Le diktat du monde des affaires aussi...

On a vu que le premier tête-à-tête qu’a eu Hu Jintao aux USA a été avec le patron de Microsoft, Bill Gates. L’industrie informatique est en plein essor en Chine et ce marché de plus d’un milliard de consommateurs aiguise l’appétit du numéro un mondial.

La technologie chinoise est pour l’heure, assez rudimentaire et Mircrosoft s’est vu proposé des contrats d’assistance qui pourraient lui permettre de doubler, voire de tripler son chiffre d’affaires. Aux USA, les affaires passent avant la politique et Bush a du céder aux pressions du géant de l’informatique. Surtout que derrière Bill Gates, se profilait l’ombre du numéro un de l’aéronautique Boeïng.

Pékin qui veut refaire sa flotte aérienne n’hésite pas, selon ses intérêts, à jouer Boeïng contre le constructeur Européen Airbus. A ce sujet, on a constaté que les Européens sont restés muets sur la question de la violation des droits humains en Chine, lors de la visite du Premier ministre chinois en Allemagne puis en France. Rien, même pas une condamnation de principe, Jacques Chirac ayant même poussé le ridicule jusqu’à prétendre que la Chine avait fait des « avancées » sur le champ démocratique. Chirac faisait allusion à « l’ouverture » sur le plan économique de la Chine, même si le Parti communiste chinois est le seul à être autorisé dans le pays. Le ridicule ne tue pas surtout lorsqu’il y a du « gombo » au bout. Pour en revenir aux affaires sino-américaines, disons qu’en faisant chorus avec Microsoft, Boeïng a lui aussi contribué à assouplir la position de Bush.

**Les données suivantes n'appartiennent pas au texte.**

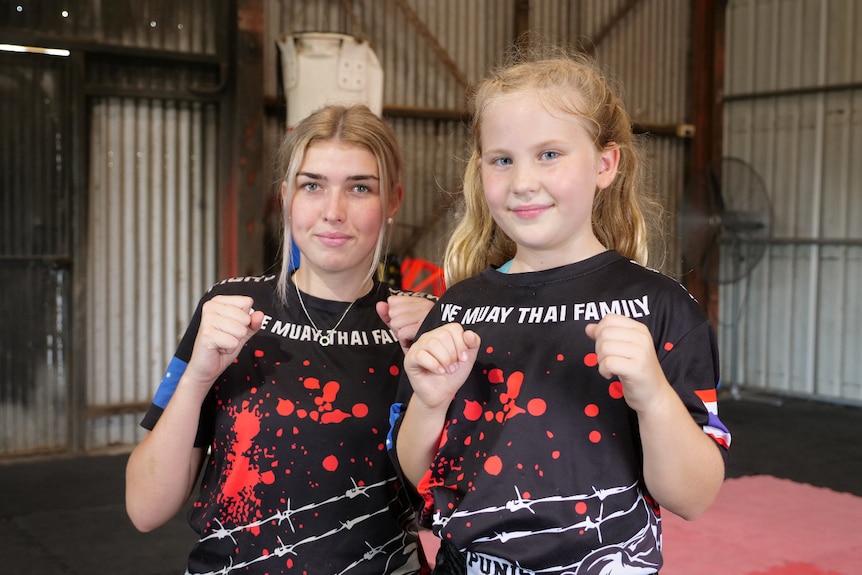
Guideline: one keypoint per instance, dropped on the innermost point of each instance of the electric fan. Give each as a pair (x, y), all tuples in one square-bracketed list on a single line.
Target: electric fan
[(724, 220)]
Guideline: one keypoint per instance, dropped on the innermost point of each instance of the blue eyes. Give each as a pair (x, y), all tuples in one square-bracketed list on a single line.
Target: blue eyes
[(315, 187), (546, 156)]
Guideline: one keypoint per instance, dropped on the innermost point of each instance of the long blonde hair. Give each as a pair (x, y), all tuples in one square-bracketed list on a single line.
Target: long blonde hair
[(571, 83), (354, 125)]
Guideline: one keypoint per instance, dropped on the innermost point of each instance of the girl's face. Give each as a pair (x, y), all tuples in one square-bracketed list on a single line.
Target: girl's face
[(540, 171), (336, 213)]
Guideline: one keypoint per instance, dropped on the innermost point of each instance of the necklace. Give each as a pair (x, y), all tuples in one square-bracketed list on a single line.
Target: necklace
[(324, 339)]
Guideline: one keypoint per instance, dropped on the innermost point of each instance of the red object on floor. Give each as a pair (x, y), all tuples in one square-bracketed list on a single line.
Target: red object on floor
[(762, 525)]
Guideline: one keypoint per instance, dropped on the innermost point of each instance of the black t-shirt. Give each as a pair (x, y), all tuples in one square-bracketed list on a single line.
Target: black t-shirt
[(539, 463), (298, 479)]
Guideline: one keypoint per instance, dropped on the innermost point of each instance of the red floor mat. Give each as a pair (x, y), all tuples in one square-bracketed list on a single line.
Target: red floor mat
[(761, 525)]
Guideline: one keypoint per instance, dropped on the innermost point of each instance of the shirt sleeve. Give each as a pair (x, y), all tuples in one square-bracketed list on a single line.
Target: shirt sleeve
[(168, 385)]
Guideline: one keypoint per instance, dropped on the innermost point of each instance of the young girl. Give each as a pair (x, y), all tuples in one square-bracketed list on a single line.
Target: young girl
[(288, 380), (560, 392)]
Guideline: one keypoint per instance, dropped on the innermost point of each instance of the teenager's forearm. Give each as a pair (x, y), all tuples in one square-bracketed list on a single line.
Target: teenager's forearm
[(419, 439), (683, 467), (163, 468)]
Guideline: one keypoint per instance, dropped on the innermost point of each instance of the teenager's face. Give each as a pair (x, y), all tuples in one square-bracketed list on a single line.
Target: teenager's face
[(336, 213), (540, 172)]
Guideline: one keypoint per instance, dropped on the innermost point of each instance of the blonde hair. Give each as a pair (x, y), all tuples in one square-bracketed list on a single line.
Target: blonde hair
[(355, 125), (571, 83)]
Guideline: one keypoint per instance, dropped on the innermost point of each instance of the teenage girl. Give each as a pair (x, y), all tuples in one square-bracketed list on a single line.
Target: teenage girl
[(279, 392), (561, 393)]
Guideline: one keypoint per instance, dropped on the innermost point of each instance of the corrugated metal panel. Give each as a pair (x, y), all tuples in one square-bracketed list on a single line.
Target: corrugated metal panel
[(794, 89), (35, 224), (152, 249), (187, 26)]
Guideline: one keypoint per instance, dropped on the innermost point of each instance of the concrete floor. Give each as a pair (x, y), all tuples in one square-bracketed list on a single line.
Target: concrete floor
[(66, 516)]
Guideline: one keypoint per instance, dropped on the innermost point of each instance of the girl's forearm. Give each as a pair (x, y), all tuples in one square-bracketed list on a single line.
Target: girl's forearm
[(163, 467), (683, 467), (419, 439)]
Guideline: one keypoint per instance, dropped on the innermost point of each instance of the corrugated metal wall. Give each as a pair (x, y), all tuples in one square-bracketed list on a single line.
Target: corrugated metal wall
[(152, 249), (431, 52), (35, 254), (135, 245), (793, 111)]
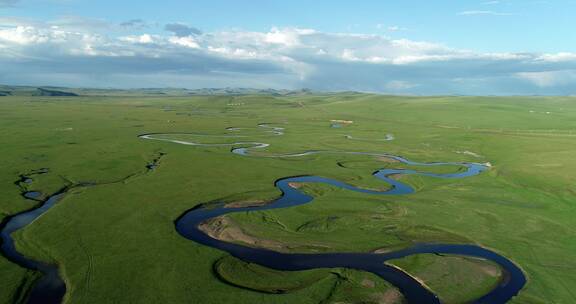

Lequel Bush en entamant ses multiples croisades sous le prétexte de « remodeler » le grand Moyen-Orient (Afghanistan - Irak, Syrie, voire Arabie Saoudite et Koweït) était surtout mû par des intérêts mercantiles. Il ne faut pas oublier qu’il est l’héritier d’une « dynastie » pétrolière qui engrange actuellement d’énormes bénéfices avec l’envolée du cours de l’or noir. Son paternel avait solidifié le capital avec la guerre du « Golfe I » et lui-même vient y ajouter de substantielles réserves avec le conflit déclenché en mars 2003.

Le reste en dehors de la protection du « petit-frère » israélien n’est que folklore pour esprits crédules. Les autres barons de l’industrie américaine pensent qu’il a assez d’argent et qu’il faut les laisser eux aussi engranger du « fric ». Ce d’autant que la « facture humaine » est de plus en plus corsée et que son entêtement fait planer une menace de récession mondiale. Mahmud Amadinejad qui a intégré toutes ces variables peut donc pavoiser et menacer de « cesser » sa coopération avec l’AIEA.

Ce d’autant qu’il a le soutien de Moscou, la Russie désirant être le partenaire privilégié de Téhéran dans son projet nucléaire. Moscou a en effet proposé d’enrichir l’uranium iranien sur son sol, avant de le rétrocéder à Téhéran. Pour l’heure, les mollahs refusent cette voie médiane même si elle ne les empêchera pas d’atteindre leur objectif ultime à savoir disposer de l’arme nucléaire. En définitive, Pékin est le maître du jeu dans cette nouvelle crise mondiale, ce qui confirme l’adage qui dit que « quand la Chine s’éveillera, plus rien ne sera plus comme avant ».